Oct 26, 2010 06:27 GMT  ·  By

The Dutch National Police Services Agency (KLPD) closed down 143 computer servers hosted in the country and associated with the Bredolab gang's pay-per-install operations.

Bredolab is a downloader-type trojan serving as a malware distribution platform and was one of the most prominent threats during the last half of 2009 and the beginning of this year.

The trojan spreads via drive-by attacks – exploits kits targeting vulnerabilities in outdated versions of popular applications – and socially engineered infected emails.

Bredolab emails pose as official communications from a number of popular services and organizations, such as Facebook, MySpace, UPS, Western Union, Amazon and others.

Computers infected with this trojan join together in a botnet and access command and control servers from where they receive instructions on what files to download and execute.

Most of the times, Bredolab distributes rogue antivirus software (scareware), but it is also known to install Pushdo, another downloader associated with the Cutwail spam botnet.

The servers were hosted by a reseller of LeaseWeb, the largest Web hosting company in the Netherlands, which collaborated in the investigation with the KLPD High Tech Crime Team (THCT), the Dutch Forensic Institute, the Computer Emergency Response Team of the Dutch Government (GOVCERT.NL) and a security vendor called Fox-IT.

The Dutch attorney general describes Bredolab as a high risk and aggressive threat and according to the THCT, this summer, during a single month period, the trojan infected over three million computers.
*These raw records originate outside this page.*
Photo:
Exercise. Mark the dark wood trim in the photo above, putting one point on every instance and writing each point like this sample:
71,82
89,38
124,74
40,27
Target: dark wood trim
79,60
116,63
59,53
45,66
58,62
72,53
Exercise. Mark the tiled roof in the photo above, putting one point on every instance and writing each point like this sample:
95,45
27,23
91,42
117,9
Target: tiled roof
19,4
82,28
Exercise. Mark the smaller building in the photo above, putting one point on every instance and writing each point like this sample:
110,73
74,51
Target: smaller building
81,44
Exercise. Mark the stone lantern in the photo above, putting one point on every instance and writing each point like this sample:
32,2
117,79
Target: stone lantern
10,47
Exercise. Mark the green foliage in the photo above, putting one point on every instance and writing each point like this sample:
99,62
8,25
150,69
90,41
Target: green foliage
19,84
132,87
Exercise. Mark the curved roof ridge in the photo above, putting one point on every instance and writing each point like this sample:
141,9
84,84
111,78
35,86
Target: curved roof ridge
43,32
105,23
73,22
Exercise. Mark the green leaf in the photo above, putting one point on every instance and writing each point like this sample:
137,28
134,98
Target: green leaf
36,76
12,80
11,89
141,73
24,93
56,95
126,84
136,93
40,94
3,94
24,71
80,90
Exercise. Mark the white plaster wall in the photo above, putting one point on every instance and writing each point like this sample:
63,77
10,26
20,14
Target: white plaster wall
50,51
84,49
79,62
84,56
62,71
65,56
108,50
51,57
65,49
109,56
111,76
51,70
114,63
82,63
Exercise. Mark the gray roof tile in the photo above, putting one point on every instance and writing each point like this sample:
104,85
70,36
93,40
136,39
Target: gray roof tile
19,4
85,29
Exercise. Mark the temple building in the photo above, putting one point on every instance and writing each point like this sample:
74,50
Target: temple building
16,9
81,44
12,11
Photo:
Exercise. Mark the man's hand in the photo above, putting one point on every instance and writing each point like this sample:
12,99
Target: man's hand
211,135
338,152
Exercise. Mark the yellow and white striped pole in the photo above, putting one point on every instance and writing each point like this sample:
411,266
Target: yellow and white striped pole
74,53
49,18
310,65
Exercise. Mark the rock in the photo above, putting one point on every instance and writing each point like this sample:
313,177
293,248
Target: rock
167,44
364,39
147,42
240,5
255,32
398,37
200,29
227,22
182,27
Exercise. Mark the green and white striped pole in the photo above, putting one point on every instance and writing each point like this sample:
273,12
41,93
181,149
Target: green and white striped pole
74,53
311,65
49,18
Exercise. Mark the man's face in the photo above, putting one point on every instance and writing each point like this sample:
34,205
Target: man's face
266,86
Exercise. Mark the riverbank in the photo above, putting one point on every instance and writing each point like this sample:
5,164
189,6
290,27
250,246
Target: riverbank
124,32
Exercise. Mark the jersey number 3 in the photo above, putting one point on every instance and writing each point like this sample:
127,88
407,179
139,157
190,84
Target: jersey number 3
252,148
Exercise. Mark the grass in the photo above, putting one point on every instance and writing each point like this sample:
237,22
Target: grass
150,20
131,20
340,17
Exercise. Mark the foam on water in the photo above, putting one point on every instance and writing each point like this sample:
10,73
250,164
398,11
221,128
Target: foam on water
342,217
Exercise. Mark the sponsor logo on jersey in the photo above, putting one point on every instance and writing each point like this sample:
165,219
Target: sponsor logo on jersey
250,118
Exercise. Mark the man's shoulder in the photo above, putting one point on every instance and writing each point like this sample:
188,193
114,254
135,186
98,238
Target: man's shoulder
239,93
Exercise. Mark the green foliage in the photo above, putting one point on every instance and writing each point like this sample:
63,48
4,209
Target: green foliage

According to a press release from Fox-IT, the owners of affected computers, which connected to the 143 servers, will receive a notification next time they log into their systems.

The message was put there by the authorities and contains information on how to clean Bredolab, as well as other threats.

The investigators believe that the gang behind the trojan operates from somewhere in Eastern Europe, like most cybercriminal rings.